In this video, Oliver Coulson from Safari Consultants gives an introduction to the recent history of Botswana, from the days of The British Empire, to independence in 1965, and beyond. At the end of the video, Sir Alan Haselhurst M.P. (Chairman of the UK Commonwealth Parliamentary Association) shares his thoughts on Botswana’s successes, and the country’s relationship to The Commonwealth. To watch the full interview, click here.
In 1885 Great Britain made Bechuanaland (modern day Botswana) a protectorate of the British Empire. This happened at the height of the scramble for control of African territory by European powers that had intensified after the Berlin Conference of 1884, where the continent had effectively been divided between European countries with imperial ambitions.
Bechuanaland was strategically placed between the German colony of South-West Africa and the Boer Transvaal territory to the East. With the Germans and Boers representing a potentially serious rivalry to British interests, Britain hoped that by controlling Bechuanaland, these two unfriendly territories would be prevented from uniting and inhibiting British dominance of Southern and Eastern Africa.

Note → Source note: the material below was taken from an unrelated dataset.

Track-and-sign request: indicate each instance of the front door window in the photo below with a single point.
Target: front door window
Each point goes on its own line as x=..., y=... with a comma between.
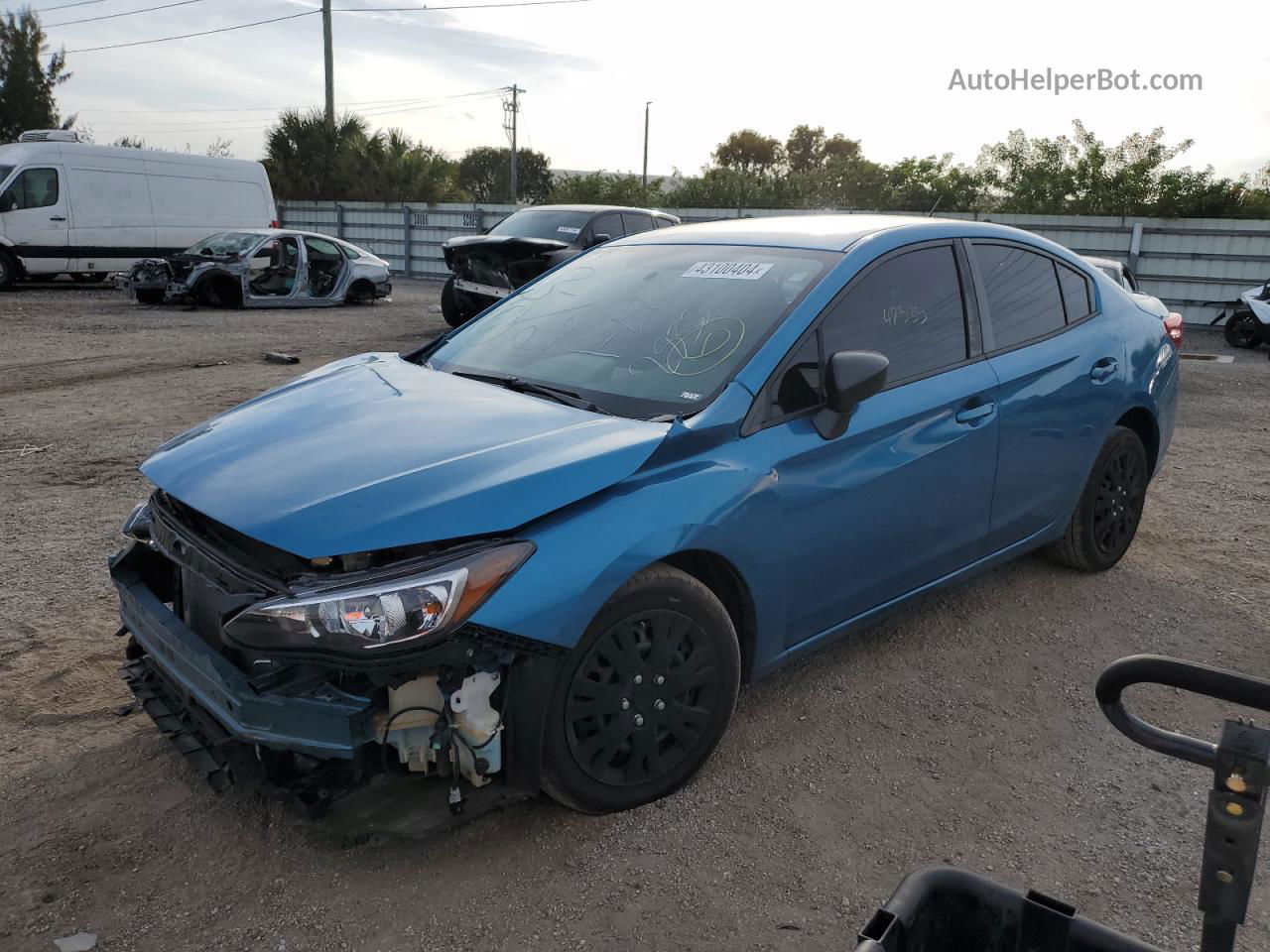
x=273, y=268
x=325, y=264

Bechuanaland enjoyed a relatively peaceful existence right into the mid-20th century. By the 1950’s, the ‘winds of change’ were blowing at gale-force across British territories in Africa and demands for independence were growing.
But who would lead a new, independent Botswana? Born in 1921, Seretse Khama was the grandson of Khama III – the king who had applied to make Bechuanaland a British protectorate. With his royal and political lineage, Seretse Khama was seemingly an ideally placed candidate to take the reins of the new country. In the 1940’s however, an international romance rocked the foundations of regimes across continents and saw Khama banished thousands of miles from his home country, powerless to influence politics in any way.

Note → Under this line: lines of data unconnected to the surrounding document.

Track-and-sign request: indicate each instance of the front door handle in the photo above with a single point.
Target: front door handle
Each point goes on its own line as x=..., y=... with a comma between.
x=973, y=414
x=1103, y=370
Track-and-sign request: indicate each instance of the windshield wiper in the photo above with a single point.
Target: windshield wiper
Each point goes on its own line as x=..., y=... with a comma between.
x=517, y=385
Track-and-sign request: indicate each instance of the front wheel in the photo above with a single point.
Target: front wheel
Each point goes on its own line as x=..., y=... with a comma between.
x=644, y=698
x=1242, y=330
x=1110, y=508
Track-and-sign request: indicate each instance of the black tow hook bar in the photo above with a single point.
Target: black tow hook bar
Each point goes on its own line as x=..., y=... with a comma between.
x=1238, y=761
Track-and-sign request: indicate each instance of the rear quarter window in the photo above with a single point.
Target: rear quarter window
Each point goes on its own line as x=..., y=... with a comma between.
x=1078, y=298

While he was in London, Seretse Khama fell in love with a white English woman; a Women’s Auxiliary Air-force ambulance driver called Ruth. Their marriage in 1948 threw Britain and the whole of Southern Africa into political turmoil.
Inter-racial marriages were banned under the Apartheid government in South Africa, and every Machiavellian machination imaginable was pitted against Khama and his wife, to prevent them from becoming involved with the politics of Botswana.
Eventually however, times changed, Botswana gained independence and Khama was elected president in 1965.
Recently, I asked Sir Alan Haselhurst M.P., Chairman of the Commonwealth Parliamentary Association, for his thoughts on Botswana’s progress since independence
(interview excerpt follows).
OC “Thinking specifically about Botswana, in what ways do you think that the country has benefitted from embracing some of the core values of the Commonwealth?”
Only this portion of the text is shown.